I read some stuff about personality disorders and Jung's "Typology", but that's it, if you only take books to my count.


----------



## Clyme (Jul 17, 2014)

Mirkwood said:


> Or rather, befor discovering MBTI, etc.


I have, yes. I've read a lot on psychology and philosophy prior to this site.

I, however, have not read up on typology much at all. I knew of MBTI typology when I was much younger, yet I never paid attention to it much. I still don't.


----------



## Kingdom Crusader (Jan 4, 2012)

I had already taken a few psychology classes and read articles in magazines written by psychologists. I really had no motivation to look into MBTI, or typology in general, until I hit an early midlife crisis, which was sparked by my having to quit nursing school. Something just popped up in my head concerning some test my professor had my class take in general psychology class for fun years ago. So I searched online to see if I could find anything related to personality types and career matches, and I found a lot more than I expected about this silly four letter test I took a long time ago (or so I thought back then).


----------



## 1000BugsNightSky (May 8, 2014)

Nothing official or scholarly, but I would have random questions and search them online, reading a bunch of articles. Then I would have Googling sessions where you read one thing and have more questions, so you read more and more, and you don't realize how much time has past.

So I do have quite a bit of knowledge on general psychology, but by no means am I even close to an expert. It's mainly for my own interest and curiosity. I like to understand.


----------



## Nekomata (May 26, 2012)

Not really, no, to be honest.


----------



## Dreaming of Dragons (Jul 8, 2014)

Well, since I'm mostly interested in personality studies and theories, when I started my hobby research, I was bound to run into it sooner or later  Other than that, mostly about depression, anxiety, bipolar, etc. 

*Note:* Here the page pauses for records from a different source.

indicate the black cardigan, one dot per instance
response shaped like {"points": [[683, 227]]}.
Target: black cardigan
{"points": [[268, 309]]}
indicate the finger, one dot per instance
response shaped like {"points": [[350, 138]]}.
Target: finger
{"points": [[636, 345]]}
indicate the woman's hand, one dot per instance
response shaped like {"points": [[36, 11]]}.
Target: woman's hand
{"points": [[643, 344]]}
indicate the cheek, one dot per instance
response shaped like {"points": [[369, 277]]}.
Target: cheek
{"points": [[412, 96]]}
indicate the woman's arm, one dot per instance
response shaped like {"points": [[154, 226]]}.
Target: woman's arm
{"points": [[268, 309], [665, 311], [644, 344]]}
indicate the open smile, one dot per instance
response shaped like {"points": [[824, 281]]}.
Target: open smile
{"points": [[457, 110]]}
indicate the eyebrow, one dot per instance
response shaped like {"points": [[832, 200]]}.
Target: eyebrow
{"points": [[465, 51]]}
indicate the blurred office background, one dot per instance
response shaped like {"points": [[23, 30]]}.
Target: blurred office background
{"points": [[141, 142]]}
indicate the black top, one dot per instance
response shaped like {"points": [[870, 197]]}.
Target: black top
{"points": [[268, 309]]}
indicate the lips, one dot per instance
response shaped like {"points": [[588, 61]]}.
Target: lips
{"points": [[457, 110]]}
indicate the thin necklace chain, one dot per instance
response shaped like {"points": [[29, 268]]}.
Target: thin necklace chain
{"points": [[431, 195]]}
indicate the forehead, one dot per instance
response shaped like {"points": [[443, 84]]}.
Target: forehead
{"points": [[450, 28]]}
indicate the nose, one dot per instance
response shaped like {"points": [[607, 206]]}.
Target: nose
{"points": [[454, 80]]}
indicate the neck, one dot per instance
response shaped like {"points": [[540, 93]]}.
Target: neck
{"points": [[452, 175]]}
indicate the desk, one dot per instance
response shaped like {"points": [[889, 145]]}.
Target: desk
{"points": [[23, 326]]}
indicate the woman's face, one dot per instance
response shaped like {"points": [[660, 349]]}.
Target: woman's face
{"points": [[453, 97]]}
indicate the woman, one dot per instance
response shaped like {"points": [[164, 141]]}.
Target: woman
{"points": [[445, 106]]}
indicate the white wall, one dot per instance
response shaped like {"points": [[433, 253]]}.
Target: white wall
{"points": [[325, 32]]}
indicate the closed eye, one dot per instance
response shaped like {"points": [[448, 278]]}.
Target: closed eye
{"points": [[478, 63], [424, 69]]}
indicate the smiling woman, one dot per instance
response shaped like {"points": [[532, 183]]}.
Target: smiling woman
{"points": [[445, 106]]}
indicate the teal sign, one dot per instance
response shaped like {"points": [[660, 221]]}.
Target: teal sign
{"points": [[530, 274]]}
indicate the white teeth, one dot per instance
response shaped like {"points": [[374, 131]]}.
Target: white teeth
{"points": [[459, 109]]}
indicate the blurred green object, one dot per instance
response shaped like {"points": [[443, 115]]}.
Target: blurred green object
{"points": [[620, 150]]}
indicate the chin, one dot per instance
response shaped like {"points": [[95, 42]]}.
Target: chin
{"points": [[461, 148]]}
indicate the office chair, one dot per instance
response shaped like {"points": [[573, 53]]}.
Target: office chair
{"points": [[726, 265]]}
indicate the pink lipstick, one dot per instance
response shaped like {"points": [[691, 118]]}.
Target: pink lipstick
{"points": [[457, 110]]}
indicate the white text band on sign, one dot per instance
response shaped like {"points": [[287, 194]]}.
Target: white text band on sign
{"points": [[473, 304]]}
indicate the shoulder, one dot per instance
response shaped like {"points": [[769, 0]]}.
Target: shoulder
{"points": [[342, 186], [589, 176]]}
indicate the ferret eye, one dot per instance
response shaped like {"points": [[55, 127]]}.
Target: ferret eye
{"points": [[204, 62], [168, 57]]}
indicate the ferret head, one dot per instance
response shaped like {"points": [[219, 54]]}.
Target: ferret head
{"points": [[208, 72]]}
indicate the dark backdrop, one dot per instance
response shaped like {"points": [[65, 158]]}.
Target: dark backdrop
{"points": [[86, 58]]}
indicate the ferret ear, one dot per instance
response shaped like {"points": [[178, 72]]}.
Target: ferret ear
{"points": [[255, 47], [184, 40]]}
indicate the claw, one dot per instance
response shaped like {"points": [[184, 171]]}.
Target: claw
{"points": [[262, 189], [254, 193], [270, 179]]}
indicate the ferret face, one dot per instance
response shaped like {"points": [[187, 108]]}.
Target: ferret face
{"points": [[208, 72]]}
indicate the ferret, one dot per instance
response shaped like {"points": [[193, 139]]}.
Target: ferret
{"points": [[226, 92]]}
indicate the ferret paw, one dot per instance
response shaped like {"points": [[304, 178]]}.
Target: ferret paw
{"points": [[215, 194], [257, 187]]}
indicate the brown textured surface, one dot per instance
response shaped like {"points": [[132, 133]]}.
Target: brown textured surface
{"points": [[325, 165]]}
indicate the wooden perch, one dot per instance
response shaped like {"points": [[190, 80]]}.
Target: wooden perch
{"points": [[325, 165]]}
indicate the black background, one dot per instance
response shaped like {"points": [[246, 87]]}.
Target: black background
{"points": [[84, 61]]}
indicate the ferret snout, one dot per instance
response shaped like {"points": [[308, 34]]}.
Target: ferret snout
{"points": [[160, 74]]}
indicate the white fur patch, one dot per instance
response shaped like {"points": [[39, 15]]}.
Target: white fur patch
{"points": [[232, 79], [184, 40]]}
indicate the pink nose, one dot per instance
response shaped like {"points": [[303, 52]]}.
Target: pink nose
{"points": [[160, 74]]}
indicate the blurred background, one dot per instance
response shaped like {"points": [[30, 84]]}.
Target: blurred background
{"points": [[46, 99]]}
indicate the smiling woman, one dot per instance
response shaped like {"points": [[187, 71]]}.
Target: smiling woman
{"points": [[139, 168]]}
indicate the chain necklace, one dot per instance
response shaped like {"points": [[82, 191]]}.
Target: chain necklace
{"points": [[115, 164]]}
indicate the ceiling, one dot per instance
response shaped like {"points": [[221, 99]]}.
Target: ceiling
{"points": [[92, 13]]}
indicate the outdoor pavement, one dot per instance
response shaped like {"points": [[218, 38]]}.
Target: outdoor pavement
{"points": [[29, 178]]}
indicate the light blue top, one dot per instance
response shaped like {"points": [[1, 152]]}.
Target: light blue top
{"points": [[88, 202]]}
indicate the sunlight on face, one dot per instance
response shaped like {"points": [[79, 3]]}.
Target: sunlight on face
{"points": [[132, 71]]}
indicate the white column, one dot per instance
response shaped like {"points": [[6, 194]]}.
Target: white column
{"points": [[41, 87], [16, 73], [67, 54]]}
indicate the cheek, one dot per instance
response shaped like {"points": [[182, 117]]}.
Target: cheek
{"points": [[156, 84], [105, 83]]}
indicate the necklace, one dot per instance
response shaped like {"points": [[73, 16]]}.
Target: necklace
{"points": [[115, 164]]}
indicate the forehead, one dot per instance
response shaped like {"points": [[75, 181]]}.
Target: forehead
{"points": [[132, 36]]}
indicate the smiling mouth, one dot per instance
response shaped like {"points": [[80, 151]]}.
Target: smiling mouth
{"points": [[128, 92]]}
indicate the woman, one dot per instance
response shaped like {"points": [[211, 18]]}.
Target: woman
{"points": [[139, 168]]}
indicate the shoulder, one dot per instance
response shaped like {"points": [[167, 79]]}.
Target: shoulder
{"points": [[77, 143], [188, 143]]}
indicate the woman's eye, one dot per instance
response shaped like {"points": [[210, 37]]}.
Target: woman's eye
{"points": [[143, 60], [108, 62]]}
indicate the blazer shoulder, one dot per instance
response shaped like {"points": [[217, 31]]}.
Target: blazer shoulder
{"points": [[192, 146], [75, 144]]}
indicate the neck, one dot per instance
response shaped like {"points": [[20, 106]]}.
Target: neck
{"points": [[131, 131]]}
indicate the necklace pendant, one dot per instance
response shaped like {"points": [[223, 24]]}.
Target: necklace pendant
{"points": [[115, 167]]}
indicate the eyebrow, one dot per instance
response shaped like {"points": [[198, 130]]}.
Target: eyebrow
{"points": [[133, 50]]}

Oh, oh, oh, but when I was a kid I was aallllwaayyyysss doing those 'which character are you?!' quizzes. I don't know if that counts for anything though, but it definitely spurred me along to my research :kitteh:


----------



## VinnieB (Mar 3, 2015)

LuvGen said:


> I read a lot on mental disorders.


Me too! I suffered from anxieties myself so that's probably why I was so interested in mental disorders and different personalities in general.


----------